Tag Archives: bullpens

3 Strategies to Improve Receiving

Catchers are always worried about improving their arm and throwing runners out. While these things are important, the one thing catchers need to work on more than anything is the simple act of catching. Catching should not be taken for granted. It should be worked on everyday. It is probably the easiest thing to work on with just a little focus. Here are three things that can be done at every practice.

1. Compete– Every practice or game should be a competition with the goal of having zero balls hit the ground. All catchers should have the goal of catching everything their way. Anytime a catchable ball hits the ground is a point. The goal is to have no points. This can be competitive and should be an ongoing game anytime the catcher is on the field. This means in the dugout, before practice, or after practice counts as well. A catcher should never drop a ball.
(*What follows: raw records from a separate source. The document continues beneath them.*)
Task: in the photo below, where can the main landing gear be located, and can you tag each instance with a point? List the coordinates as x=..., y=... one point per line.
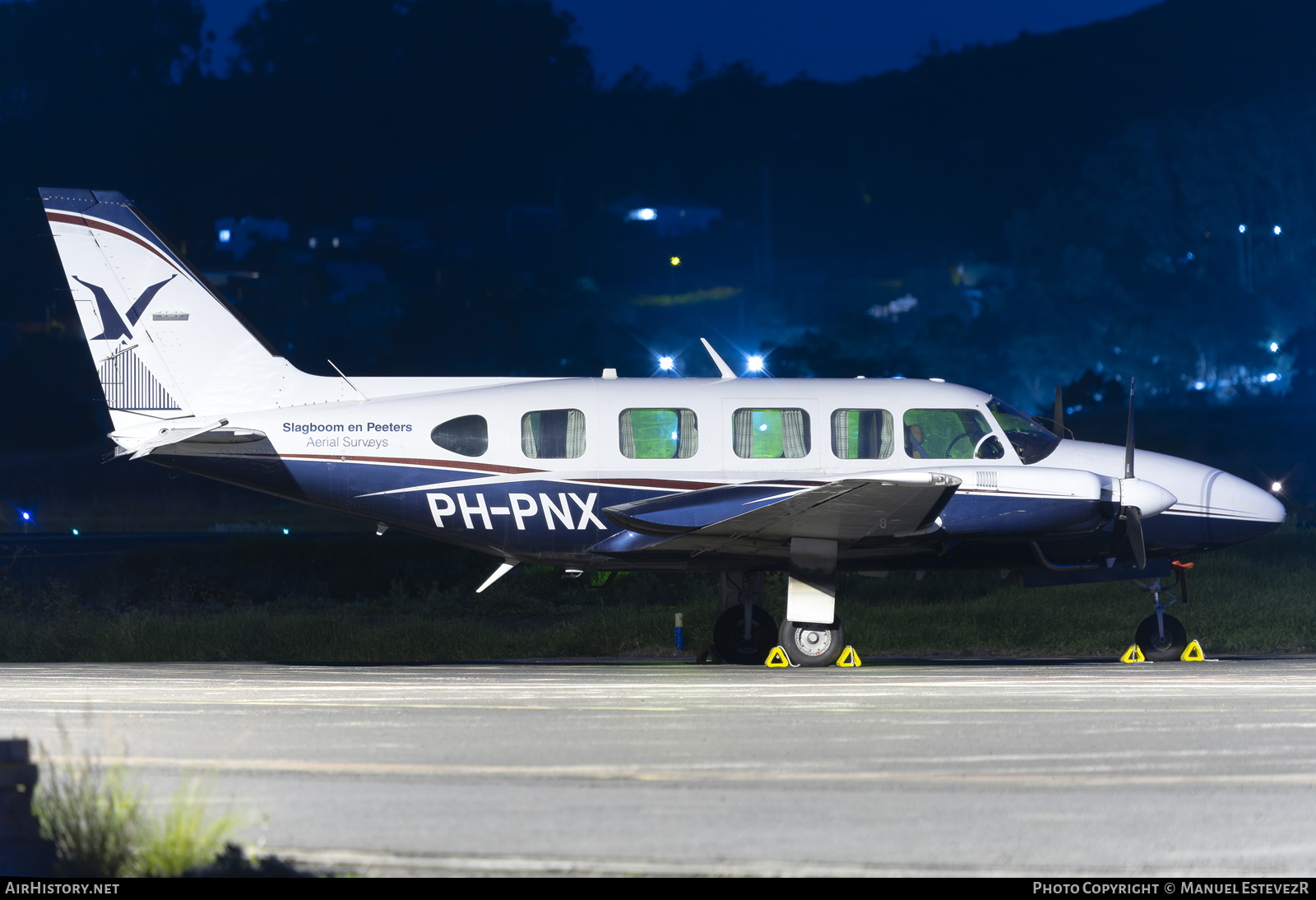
x=811, y=634
x=1161, y=636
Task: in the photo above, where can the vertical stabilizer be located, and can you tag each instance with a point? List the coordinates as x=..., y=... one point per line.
x=164, y=342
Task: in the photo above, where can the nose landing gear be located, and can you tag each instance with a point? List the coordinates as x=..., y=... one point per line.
x=1161, y=636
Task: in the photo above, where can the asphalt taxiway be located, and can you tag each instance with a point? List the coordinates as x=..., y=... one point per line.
x=1023, y=768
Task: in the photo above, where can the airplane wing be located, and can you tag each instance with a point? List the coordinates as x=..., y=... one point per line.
x=769, y=515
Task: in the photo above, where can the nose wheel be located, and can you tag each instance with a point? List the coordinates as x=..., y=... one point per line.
x=809, y=643
x=1161, y=636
2. Pre-practice throwing-Throw with other catchers and work on catching and sticking. Pre-practice throwing is not just to warm up your arm. Anytime a ball is thrown your way, stick it. Far too often pre-practice throwing turns into talk of tehh day and knuckleball contests. This is the focused catchers’ chance to improve. Use it.

3. Bullpens– This is probably the most important chance a catcher has to improve his receiving. A bullpen is not just for the pitcher, but this is how catchers’ treat it. A bullpen is just a game with no hitter. What better way for a catcher to improve his receiving skills. He can work on setting up, his stance, quiet body, sticking pitches, framing, and blocking pitches in the dirt. The best part of the bullpen is everything happens at random just like the game. Every pitch isn’t in the dirt like drills on blocking. Every pitch doesn’t’ hit it’s spot. This is also a time a catcher that isn’t playing much can build rapport with the pitching staff and pitching coach so they have confidence in him when his chance arises.

Catchers are often forgotten at baseball practices just used to shag balls from infielders and catching bullpens. But using these strategies can help the catcher improve his receiving even when he is not getting the drill time he needs.